Joel D. Hirst is a novelist and a playwright. His most recently released work is "The Unraveling" -- a novel about how it all came apart. He has also written "An Excess of Nationalism", a novel about Soviet Armenia. "Dreams of the Defeated: A Play in Two Acts" is about a political prisoner in a dystopian regime. And "I, Charles, From the Camps" is the story of a young man from the African camps. "Lords of Misrule" is the an epic tale about the making and unmaking of a jihadist in the Sahara. Finally, Hirst has re-published his "San Porfirio" series into one volume "The Epic Tale of Revolutionary Venezuela", about the rise and fall of socialist Venezuela (with magic).
This entry was posted in International Affairs, Liberty and tagged . Bookmark the permalink.

2 Responses to Afghanistan’s Republic Within the Republic

  1. That was a surprise ending!!!
    “…papers of refuge which were never forthcoming,” had me assured that they did not make it out.

    So you were in Afghanistan as it fell? Were you worried about getting out yourself?

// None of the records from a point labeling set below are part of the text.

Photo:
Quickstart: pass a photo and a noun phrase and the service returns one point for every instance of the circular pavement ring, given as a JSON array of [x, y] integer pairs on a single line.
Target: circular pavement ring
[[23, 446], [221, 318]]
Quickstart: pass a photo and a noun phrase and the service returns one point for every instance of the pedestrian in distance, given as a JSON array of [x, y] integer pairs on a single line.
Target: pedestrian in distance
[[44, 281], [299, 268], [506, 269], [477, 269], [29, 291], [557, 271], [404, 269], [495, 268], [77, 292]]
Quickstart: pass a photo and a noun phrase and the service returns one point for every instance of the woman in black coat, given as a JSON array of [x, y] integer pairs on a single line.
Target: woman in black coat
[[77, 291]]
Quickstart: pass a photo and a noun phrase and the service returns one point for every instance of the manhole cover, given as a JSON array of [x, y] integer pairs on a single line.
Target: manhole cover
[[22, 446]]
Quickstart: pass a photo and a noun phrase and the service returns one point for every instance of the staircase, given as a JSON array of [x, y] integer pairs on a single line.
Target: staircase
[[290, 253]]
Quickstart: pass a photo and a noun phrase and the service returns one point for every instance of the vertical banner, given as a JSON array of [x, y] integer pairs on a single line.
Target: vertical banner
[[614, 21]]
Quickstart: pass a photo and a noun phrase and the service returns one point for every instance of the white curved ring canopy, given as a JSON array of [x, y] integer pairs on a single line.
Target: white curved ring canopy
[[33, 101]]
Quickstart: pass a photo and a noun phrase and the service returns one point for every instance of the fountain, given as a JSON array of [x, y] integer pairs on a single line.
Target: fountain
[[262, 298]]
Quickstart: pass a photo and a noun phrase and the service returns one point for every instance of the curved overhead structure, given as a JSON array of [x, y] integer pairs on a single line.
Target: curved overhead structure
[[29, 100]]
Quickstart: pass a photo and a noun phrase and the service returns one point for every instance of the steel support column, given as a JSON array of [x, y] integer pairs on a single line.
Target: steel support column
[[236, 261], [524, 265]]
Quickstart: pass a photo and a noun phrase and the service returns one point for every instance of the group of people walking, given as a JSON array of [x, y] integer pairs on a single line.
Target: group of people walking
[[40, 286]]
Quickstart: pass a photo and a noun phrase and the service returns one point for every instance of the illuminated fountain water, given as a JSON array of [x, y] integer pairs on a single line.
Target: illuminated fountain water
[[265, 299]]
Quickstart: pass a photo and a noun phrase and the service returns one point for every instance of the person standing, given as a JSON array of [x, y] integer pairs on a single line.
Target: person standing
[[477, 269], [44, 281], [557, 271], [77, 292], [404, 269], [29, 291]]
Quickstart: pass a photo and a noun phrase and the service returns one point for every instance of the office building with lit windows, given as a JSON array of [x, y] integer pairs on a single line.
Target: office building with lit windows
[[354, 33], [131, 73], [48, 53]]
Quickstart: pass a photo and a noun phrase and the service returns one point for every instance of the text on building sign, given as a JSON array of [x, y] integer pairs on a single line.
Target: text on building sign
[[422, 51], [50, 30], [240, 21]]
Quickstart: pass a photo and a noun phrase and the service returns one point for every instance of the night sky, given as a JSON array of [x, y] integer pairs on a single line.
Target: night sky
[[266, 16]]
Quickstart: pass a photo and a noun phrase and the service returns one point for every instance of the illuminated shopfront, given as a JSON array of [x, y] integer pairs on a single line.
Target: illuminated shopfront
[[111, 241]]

    With your international experiences, tell me what you think is our greatest foreign policy success. I’m often led to believe that we haven’t had very many good outcomes.

    Like

    • Hey Rod. Yep they got out. Tens of millions still stuck. I was not in Afghanistan, I was here in the DC area working the phones and with CENTCOM in orlando. There was a team of former special forces guys with the girls.

      Hmm, greatest success. We have not had one in a very long time. One of the most serious problems at the State department is that they think we ‘win’ all the time, which brings into question what their metrics for winning are. If you think you are winning, you don’t feel the need for change or improvement. Lets see, foreign policy success (with the obvious being the fall of communism as perhaps America’s greatest success ever). I think the Trump Admin’s Clear Choice policy with China was working. Success has to be built over several administrations though, and Biden has basically abandoned it. Ditto for Iran. My greatest personal success was getting the peace process in Mali signed (here’s a youtube video at USIP about that – its a little long https://www.youtube.com/watch?v=DvsVu7SGe9E — Oh I have it. The greatest US foreign policy success in a generation is the Abraham Accords and Jared Kuchner should win a nobel peace prize for that amazing effort. Again, Biden rolling it back but since they are sovereign decisions by sovereign nations there’s little he can do to completely destroy it.